BOSTON, MIAMI and MONTPELIER, VT — Decrying the Bush Administration’s attack on families, American Civil Liberties Union affiliates in Massachusetts, Florida, and Vermont, along with the Center for Constitutional Rights (CCR), today filed a joint friend-of-the-court brief in Vilaseca v. Paulson, a federal lawsuit in Vermont against the Treasury Department, challenging severe restrictions imposed by the U.S. government on travel to visit close family members in Cuba.

The lawsuit is the first challenge to the U.S. government’s increased restrictions on visits to family members which were announced in 2004. They are being challenged now by four individuals who have current urgent needs to visit with elderly or ill relatives. The regulations prohibit Americans from visiting close family members in Cuba more than once every three years, even in emergency humanitarian situations. Previously, Cuban-Americans could visit family every year or even more frequently in emergencies. For the first time, the regulations also prevent Americans from visiting aunts, uncles or cousins at all. Anyone who violates the rules could face fines of up to $1 million and up to ten years in jail.

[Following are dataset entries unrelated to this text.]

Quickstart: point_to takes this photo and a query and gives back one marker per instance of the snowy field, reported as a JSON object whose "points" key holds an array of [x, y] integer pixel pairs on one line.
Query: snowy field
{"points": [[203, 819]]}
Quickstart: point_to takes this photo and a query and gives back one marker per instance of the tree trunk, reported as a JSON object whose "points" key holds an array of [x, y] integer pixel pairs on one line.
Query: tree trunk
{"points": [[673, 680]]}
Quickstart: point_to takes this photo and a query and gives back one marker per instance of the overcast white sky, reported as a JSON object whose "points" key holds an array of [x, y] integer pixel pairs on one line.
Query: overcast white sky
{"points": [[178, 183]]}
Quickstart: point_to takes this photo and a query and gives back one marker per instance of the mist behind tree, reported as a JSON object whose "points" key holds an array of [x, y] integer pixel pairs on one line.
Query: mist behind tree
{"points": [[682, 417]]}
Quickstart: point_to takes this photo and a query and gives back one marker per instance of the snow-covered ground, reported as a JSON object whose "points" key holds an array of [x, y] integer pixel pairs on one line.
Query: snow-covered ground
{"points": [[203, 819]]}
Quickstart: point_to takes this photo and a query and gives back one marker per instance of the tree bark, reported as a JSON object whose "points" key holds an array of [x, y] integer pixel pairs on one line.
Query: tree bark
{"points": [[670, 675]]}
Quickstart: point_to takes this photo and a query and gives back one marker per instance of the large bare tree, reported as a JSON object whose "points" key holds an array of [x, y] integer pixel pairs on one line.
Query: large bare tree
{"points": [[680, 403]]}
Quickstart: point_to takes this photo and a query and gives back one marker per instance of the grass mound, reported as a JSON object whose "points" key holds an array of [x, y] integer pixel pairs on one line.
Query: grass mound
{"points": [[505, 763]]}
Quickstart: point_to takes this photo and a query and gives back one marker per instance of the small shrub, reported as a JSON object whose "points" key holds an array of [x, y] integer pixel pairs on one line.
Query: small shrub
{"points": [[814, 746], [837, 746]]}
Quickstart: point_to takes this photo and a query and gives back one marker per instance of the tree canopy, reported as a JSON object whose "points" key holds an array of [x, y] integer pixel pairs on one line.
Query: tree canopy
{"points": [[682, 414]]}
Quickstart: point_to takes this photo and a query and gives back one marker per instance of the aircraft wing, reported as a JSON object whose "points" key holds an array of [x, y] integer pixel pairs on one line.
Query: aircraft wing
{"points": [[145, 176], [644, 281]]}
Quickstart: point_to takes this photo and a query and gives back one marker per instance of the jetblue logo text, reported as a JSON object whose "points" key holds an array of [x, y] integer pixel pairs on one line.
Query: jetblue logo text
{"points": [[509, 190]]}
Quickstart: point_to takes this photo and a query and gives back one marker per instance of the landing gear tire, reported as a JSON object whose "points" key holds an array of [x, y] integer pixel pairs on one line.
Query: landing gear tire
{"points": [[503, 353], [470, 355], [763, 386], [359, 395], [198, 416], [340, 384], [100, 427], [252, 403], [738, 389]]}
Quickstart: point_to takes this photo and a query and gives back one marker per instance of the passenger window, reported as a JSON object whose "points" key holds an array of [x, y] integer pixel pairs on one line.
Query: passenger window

“Shame on the Bush Administration,” said Sarah Wunsch, Staff Attorney for the ACLU of Massachusetts. “It apparently has no compassion for the need of families to gather together in times of death, illness, weddings, and births. Our government is playing politics with one of the most personal needs of human beings, to maintain their family relationships,” said Wunsch.

According to John Reinstein, Legal Director of the ACLU of Massachusetts, “these regulations gut the previous humanitarian rules allowing for close family visits and visits to Cuba in case of family emergencies.” With major assistance from the national law firm of Weil, Gotshal & Manges, LLP, the ACLU argues that the due process right to preserve family relationships is deeply rooted in the First and Fifth Amendments of the U.S. Constitution.

Further, the brief points to international human rights law that confirms that the preservation of family relationships is “implicit in the concept of ordered liberty.”

The lawsuit was brought on behalf of four individuals, Armando Vilaseca, Yurisleidis Leyva Mora, Jared Kingsbury Carter, and Maricel Lucero Keniston, all of whom reside in Vermont. The parties are asking the court to enter an injunction requiring the Government to cease enforcement of the “Family Visit Regulations” and allow Vilaseca and other Cuban-Americans to resume annual and humanitarian travel to Cuba for family reasons.

The lawyers on the brief are James L. Messenger, Malick W. Ghachem, Okey Onyejekwe, Wasif Qureshi and Arthur D’Andrea, all of Weil, Gotshal & Manges LLP, which represented the groups pro bono, and Mitchell L. Pearl, of Langrock Sperry & Wool, LLP in Burlington, Vt.; Randall Marshall, ACLU of Florida Legal Director; John Reinstein and Sarah Wunsch, ACLU of Massachusetts; and Darius Charney, Center for Constitutional Rights in New York City.